The COP 12 will identify ways to mobilise financial and human resources necessary to achieve the 2020 Aichi Biodiversity Targets.
Above all, it will look at ways to incorporate biodiversity into the sustainable development goals.
The COP will consider adopting final targets for resource mobilisation following-up on the preliminary targets agreed at COP 11, including the possible addition of a target related to domestic resource mobilisation.
However, reaching these joint objectives requires changes in society, including much more efficient use of land, water, energy and materials, rethinking consumption habits and, in particular, major transformations of food production systems.
Living Planet Index
This latest edition of the Living Planet Report says that the Living Planet Index (LPI), which measures more than 10,000 representative populations of mammals, birds, reptiles, amphibians and fish, has declined by 52% since 1970.
In other words, the number of mammals, birds, reptiles, amphibians and fish across the globe is, on average, about half the size it was 40 years ago.
Biodiversity is declining in both temperate and tropical regions, but the decline is greater in the tropics.

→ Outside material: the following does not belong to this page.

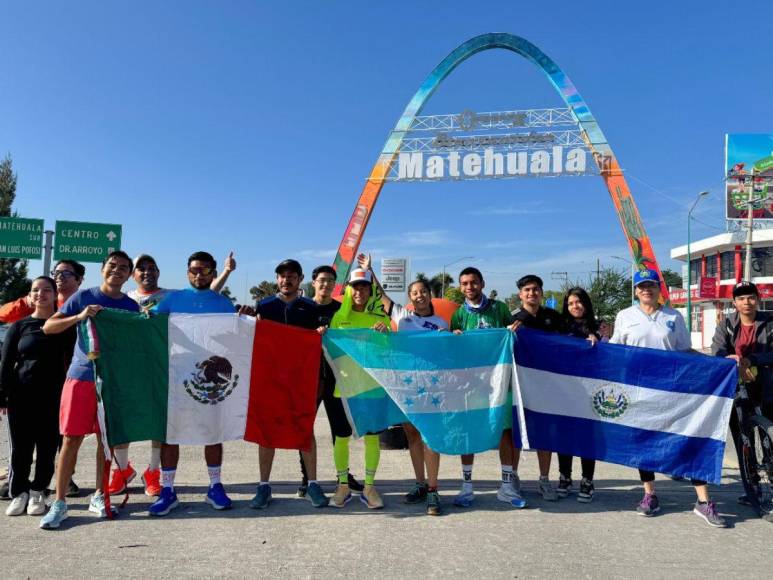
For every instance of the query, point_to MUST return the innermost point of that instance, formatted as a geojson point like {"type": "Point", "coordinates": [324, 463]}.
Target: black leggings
{"type": "Point", "coordinates": [565, 466]}
{"type": "Point", "coordinates": [31, 432]}
{"type": "Point", "coordinates": [336, 416]}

The 6,569 populations of 1,606 species in the temperate LPI declined by
36% from 1970 to 2010.
The tropical LPI shows a 56% reduction in 3,811 populations of 1,638 species over the same period. Latin America shows the most dramatic decline – a fall of 83%.
Habitat loss and degradation, and exploitation through hunting and fishing, are the primary causes of decline, notes the report. Climate change is the next most common primary threat, and is likely to put more pressure on populations in the future. We would need the regenerative capacity of 1.5 Earths to provide the ecological services we currently use.
If all people on the planet had the Footprint of the average resident of Qatar, we would need 4.8 planets. If we lived the lifestyle of a typical resident of the US, we would need 3.9
planets.
The figure for a typical resident of Slovakia or South Korea would be 2 or 2.5 planets respectively, while a typical resident of South Africa or Argentina would need 1.4 or 1.5 planets respectively.